Les données subtilisées sont sérialisées, compressées avec Gzip, chiffrées avec AES-256-GCM et encapsulées avec RSA-OAEP afin de rendre l’inspection réseau plus ardue.
Quand des identifiants GitHub sont disponibles, le malware utilise l’API de la plateforme pour créer automatiquement de nouveaux dépôts sous le compte de la victime. Il y télécharge ensuite les informations volées.
Socket a identifié 1900 dépôts GitHub publics qui correspondent aux marqueurs de cette campagne. Un rapport plus récent de la plateforme de sécurité Aikido précise que l’attaquant a déjà publié plus de 2700 dépôts frauduleux sur GitHub en utilisant des jetons volés.

Source : Socket
D’après Endor Labs, une nouveauté clé de cette dernière variante de Shai-Hulud est sa capacité à générer des attestations de provenance Sigstore valides. Pour cela, elle exploite des jetons OIDC provenant d’environnements d’intégration compromis et les soumet à Fulcio et Reko.
En conséquence, des paquets npm malveillants peuvent sembler signés de façon légitime et passer les vérifications standard de provenance, même s’ils contiennent un malware qui vole des identifiants.
La capacité d’auto-propagation est aussi présente dans cette attaque. Le malware valide les jetons npm volés, répertorie les paquets détenus par la victime, télécharge les archives, injecte la charge malveillante, et republie les paquets infectés avec des numéros de version incrémentés.
Comme le code source de Shai-Hulud a fuité récemment sur GitHub par le groupe de pirates TeamPCP et qu’il est déjà employé dans des attaques, l’attribution de cette nouvelle campagne est plus complexe.
Socket affirme que cette variante diffère techniquement des premières charges utiles Mini Shai-Hulud, mais qu’elle partage les mêmes caractéristiques opérationnelles.
« Les charges utiles AntV sont différentes des artefacts Mini Shai-Hulud plus anciens, comme router_init.js de TanStack ou router_runtime.js lié à Intercom », précise Socket.
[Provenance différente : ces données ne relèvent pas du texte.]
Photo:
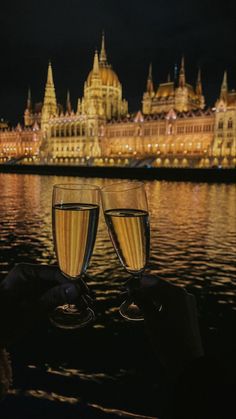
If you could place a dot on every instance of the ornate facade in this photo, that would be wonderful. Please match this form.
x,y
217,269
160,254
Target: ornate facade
x,y
174,128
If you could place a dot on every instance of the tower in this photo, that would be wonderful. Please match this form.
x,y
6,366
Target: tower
x,y
182,79
149,94
200,97
28,117
103,55
68,102
49,104
150,89
224,88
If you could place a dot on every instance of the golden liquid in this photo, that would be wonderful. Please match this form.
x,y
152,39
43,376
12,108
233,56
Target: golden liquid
x,y
74,231
130,235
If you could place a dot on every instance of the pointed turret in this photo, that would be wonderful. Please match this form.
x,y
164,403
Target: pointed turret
x,y
103,55
199,83
95,63
182,74
50,96
29,101
224,88
68,102
49,104
150,89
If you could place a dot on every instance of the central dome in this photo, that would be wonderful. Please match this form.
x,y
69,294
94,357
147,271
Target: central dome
x,y
107,75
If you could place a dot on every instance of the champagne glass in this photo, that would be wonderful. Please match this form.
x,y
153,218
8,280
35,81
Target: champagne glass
x,y
75,212
126,214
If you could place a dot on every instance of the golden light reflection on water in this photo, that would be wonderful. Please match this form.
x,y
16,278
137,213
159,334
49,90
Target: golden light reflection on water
x,y
193,232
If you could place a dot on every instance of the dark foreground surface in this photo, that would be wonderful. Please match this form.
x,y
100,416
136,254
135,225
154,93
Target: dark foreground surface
x,y
111,364
173,174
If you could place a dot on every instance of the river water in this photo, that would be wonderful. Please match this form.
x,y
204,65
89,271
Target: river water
x,y
193,243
« L’échantillon AntV utilise un fichier index.js à la racine, un point de terminaison de commande principal différent et un corps de charge plus léger. Cependant, le modèle opérationnel central reste cohérent. »
Les développeurs qui ont téléchargé l’un des paquets npm infectés doivent les désinstaller sans attendre. Ils doivent aussi renouveler toutes les clés secrètes accessibles par les systèmes compromis.